Last Friday’s Department of Labor jobs report, which showed private sector job creation fell by 190,000 between April and May of this year, jolted markets worldwide including the Dow Jones Industrial Average, which fell 3.2% Friday to its lowest level since early February. In total the U.S. economy has now lost a net of 2.2 million jobs since President Barack Obama signed his stimulus bill, and his administration is now 7.2 million jobs short of what he promised his $862 billion stimulus would help create by 2010. This morning on MSNBC, former Rep. Joe Scarborough (R-FL) pressed prominent Keynesian economist and director of the Earth Institute at Columbia University Jeffrey Sachs on whether it was too early to declare President Obama’s stimulus a failure. Scarborough had to ask the question twice, but Sachs finally relented: “It did fail.”
For objective observers the failure of President Obama’s $862 billion stimulus has become increasingly difficult to deny. But not for the White House. Last week, Vice President Joe Biden told Charlie Rose on PBS that the stimulus was “an absolute success.” Betraying a common perception about unemployment, Biden told Rose: “[W]e lost 8 million brand new jobs … since … 8 million brand new jobs since we hit the skids. On top of the 6% that were already unemployed. It took us several years to get there, it is going to take several years to get back to that number.” That is not quite true. In fact, the American economy has shed 55.4 million jobs since the recession began in the First Quarter of 2008. But at the same time the economy has only added 46.5 million jobs. Putting the two together produces the net approximate 8 million jobs lost that Biden referenced.

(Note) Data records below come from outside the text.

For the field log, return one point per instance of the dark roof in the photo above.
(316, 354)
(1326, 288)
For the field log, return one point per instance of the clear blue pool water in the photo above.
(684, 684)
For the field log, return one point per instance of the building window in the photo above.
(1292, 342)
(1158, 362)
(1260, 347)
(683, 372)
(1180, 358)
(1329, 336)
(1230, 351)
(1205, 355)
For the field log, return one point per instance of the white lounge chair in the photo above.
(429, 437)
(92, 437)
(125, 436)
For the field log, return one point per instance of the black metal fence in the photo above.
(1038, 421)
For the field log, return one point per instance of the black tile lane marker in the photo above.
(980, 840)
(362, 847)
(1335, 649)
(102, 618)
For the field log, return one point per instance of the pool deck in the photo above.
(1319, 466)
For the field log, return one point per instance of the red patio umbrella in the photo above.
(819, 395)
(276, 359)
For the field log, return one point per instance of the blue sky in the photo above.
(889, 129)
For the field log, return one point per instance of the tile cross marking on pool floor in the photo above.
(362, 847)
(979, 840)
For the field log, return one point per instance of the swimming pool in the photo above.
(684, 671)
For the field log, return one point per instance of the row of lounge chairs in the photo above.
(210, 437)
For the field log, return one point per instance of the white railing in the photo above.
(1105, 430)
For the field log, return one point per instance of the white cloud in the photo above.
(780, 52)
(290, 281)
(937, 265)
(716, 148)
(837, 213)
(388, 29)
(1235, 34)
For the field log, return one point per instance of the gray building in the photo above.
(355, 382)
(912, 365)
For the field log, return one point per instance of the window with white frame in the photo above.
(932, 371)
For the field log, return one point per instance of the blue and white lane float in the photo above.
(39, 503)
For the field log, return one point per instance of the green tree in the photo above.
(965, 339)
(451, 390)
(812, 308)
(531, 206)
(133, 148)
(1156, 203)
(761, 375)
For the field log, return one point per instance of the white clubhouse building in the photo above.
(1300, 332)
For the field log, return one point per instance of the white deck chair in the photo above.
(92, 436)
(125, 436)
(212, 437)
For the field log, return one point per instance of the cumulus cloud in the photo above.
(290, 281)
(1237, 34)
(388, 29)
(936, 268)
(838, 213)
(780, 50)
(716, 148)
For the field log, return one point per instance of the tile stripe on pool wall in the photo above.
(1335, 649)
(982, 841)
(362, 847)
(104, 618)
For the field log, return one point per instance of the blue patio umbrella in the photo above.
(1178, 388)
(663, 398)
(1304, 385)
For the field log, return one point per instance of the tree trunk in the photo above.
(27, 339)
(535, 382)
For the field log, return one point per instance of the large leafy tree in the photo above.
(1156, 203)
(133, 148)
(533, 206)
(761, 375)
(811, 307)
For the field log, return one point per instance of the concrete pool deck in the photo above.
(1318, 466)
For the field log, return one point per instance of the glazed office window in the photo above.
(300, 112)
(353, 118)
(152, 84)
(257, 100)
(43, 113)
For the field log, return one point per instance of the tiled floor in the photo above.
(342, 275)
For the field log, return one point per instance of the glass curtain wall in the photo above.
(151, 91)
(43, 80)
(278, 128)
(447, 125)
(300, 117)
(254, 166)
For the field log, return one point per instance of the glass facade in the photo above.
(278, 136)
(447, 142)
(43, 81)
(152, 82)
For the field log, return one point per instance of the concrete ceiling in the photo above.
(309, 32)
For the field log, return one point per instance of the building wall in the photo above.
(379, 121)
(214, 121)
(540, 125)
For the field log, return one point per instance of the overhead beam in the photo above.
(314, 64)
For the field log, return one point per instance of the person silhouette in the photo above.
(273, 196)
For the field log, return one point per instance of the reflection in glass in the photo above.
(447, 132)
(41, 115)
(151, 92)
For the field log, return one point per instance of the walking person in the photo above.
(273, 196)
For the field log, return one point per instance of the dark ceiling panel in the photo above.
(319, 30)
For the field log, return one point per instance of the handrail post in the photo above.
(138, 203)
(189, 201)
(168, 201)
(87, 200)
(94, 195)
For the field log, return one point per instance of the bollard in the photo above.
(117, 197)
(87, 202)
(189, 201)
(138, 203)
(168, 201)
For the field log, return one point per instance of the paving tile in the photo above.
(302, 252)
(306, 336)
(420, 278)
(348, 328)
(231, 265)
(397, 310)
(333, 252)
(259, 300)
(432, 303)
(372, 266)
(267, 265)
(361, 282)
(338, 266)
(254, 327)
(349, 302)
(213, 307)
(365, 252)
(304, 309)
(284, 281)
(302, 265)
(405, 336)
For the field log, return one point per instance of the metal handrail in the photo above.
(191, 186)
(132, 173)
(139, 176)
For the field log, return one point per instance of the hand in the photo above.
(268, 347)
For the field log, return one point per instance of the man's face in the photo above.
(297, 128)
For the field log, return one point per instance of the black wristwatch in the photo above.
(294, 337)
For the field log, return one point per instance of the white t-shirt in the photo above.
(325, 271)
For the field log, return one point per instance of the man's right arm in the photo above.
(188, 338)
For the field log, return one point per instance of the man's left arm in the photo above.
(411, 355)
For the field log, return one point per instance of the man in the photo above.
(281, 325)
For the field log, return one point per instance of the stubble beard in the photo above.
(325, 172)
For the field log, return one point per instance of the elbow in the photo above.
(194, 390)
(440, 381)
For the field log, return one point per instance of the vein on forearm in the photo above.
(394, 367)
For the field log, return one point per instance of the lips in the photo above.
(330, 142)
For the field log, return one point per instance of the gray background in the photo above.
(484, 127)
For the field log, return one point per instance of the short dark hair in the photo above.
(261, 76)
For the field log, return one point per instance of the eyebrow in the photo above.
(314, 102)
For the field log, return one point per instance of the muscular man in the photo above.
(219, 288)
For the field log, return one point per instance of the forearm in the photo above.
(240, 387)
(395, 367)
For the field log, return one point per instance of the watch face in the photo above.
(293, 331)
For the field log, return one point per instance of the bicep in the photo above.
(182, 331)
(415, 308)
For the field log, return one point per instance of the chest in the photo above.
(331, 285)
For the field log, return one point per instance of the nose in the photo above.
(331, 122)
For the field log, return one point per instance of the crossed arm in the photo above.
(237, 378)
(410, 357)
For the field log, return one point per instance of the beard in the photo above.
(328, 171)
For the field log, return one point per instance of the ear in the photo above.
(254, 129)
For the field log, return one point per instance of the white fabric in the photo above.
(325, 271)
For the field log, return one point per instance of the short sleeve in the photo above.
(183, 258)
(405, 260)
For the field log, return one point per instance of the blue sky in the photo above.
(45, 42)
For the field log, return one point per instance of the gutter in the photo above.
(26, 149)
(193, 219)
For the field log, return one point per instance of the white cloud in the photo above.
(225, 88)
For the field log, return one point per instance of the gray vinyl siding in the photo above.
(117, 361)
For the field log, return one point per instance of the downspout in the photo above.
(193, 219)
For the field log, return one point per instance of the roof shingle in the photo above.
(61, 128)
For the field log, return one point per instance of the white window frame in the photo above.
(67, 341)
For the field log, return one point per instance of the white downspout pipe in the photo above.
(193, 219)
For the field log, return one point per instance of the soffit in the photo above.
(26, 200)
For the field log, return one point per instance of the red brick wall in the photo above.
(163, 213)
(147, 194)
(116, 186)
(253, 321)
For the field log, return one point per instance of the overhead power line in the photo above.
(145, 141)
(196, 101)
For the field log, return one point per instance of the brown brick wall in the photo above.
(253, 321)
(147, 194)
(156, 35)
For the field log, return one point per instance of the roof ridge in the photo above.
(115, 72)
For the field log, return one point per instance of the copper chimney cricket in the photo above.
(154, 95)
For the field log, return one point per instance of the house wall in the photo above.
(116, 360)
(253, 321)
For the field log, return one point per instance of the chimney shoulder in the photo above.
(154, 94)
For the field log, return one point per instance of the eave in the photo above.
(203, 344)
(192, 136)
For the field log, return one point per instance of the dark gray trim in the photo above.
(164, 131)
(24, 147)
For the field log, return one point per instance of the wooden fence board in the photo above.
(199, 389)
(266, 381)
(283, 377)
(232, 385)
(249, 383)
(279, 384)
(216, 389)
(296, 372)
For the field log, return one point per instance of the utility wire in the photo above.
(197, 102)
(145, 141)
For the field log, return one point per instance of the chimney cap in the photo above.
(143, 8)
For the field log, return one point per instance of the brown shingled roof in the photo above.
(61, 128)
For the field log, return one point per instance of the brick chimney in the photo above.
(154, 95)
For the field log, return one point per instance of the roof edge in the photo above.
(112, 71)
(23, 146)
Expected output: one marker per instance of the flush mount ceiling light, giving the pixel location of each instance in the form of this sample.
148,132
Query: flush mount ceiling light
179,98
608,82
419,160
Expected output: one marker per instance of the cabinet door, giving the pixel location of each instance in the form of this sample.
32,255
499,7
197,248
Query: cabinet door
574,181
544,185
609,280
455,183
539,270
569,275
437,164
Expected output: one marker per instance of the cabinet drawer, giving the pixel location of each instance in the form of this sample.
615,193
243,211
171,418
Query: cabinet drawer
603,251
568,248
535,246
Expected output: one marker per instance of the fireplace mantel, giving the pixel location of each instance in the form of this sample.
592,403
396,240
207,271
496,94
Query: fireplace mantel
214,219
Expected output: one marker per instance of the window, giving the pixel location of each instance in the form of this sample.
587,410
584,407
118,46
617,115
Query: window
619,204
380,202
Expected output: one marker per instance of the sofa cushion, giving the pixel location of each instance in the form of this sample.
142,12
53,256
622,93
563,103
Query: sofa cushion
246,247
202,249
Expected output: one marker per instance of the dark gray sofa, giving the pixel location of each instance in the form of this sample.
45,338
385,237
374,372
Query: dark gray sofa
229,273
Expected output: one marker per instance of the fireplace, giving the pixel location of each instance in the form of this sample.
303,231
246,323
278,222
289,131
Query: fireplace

But isn’t net jobs all that really matters? Why should anyone care exactly how many jobs were lost and created since all that really matters is the net number of Americans who are no longer employed? Here’s why: despite an unemployment high of just 6.4%, more jobs were lost in the first seven quarters of the 2001 recession than were lost in the first seven quarters of this recession. How is that possible? How could job losses have been worse in 2001 but unemployment so much higher now? Weak job creation. The latest Bureau of Labor and Statistics data show that employers have created 8.6 million fewer new jobs this time around than they did almost a decade ago. Heritage Senior Labor Policy Analyst James Sherk estimates that lower job creation accounts for 65 percent of the recession’s decreased employment.
Our nation’s unemployment rate is hovering near 10% not because of record job losses, as Biden suggests, but because of record job non-creation. Private sector employers have gone on strike. Contrary to what the President’s economic wizards and New York Times columnists believe, massive government deficit spending does not stimulate job creation. President Obama does not have a secret vault of money he can just throw at the American people. The resources the government spends come from the economy. When the government increases spending, it crowds out the resources that business owners could have invested in their enterprises. Private investment falls sharply when government spending rises. According to Sherk, annual private fixed nonresidential investment has fallen by $327 billion since the recession started— a 19 percent drop. Less private investment means less hiring.
And then there is the rest of the Obama agenda that has created, and is creating, significant economic uncertainty: Obamacare, EPA carbon regulations, financial regulations and impending tax hikes. Renouncing these policies, and canceling the rest of the stimulus, would do more to spur private sector job creation than anything this White House has done so far.